3. Did Jay Leno Really Pen an Essay on Staying Positive and Not Complaining?

This one has flown over my transom, but apparently there’s an e-mail bouncing about that attributes an essay to Tonight Show host Jay Lenoabout how good we have it in America and why so many of us shouldn’t complain.

It’s not something Leno wouldn’t do, I guess you could say. But in this case, it is something he didn’t do. The essay was written by Craig R. Smith, an author, commentator and media guest. It’s titled Made in the USA: Spoiled Brats and you can read the whole thing here.

Leno’s name was eventually attached to the piece after someone out there in e-mail land decided to cut and paste one of Leno’s one-liners (performed by Leno during his monologue following the events of Hurricane Katrina and during a time when the nation was debating whether to remove “God” from the Pledge of Allegiance): “As you know, Hurricane Rita is headed toward Florida, Texas and Louisiana. It’s like the ninth hurricane this season. Maybe this is not a good time to take God out of the Pledge of Allegiance.”

The cut-and-paster must have felt it necessary to include the attribution. Guilt maybe. And the rest is e-mail history.

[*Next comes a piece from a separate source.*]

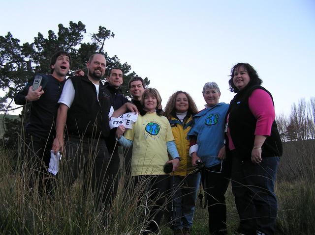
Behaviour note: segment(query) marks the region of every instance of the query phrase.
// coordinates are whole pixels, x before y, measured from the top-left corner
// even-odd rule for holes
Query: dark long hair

4. Does Merv Griffin’s tombstone really read “I will not be right back after this message”?

Actually, it does. Television talk show host and game show creator Merv Griffin died of prostate canter on August 12, 2007. But before his exit, this prolific producer often made it known to friends, family and the press that he’d like his tombstone to read, “I will not be right back after this message.”

A little humor from a titan in the talk show world. And something he carried with him to the next level.

5. Is it true that a guest died during a broadcast of The Dick Cavett Show?

Believe it or not, this one’s 100 percent true. But the show has never been broadcast.

Back in the day, 72-year-old Jerome Rodale, a self-proclaimed longevity guru, was sitting with Cavett and political guest Pete Hamill. While Hamill and Cavett were chatting, Rodale’s head dipped, he let out a low groan, and (here’s a bit of legend) Cavett asked him: “We’re not boring you, are we?”

Nope. Rodale had died of a heart attack.

The irony is that he’d quipped a day before to a magazine journalist that he’d expected to live past his 100th birthday.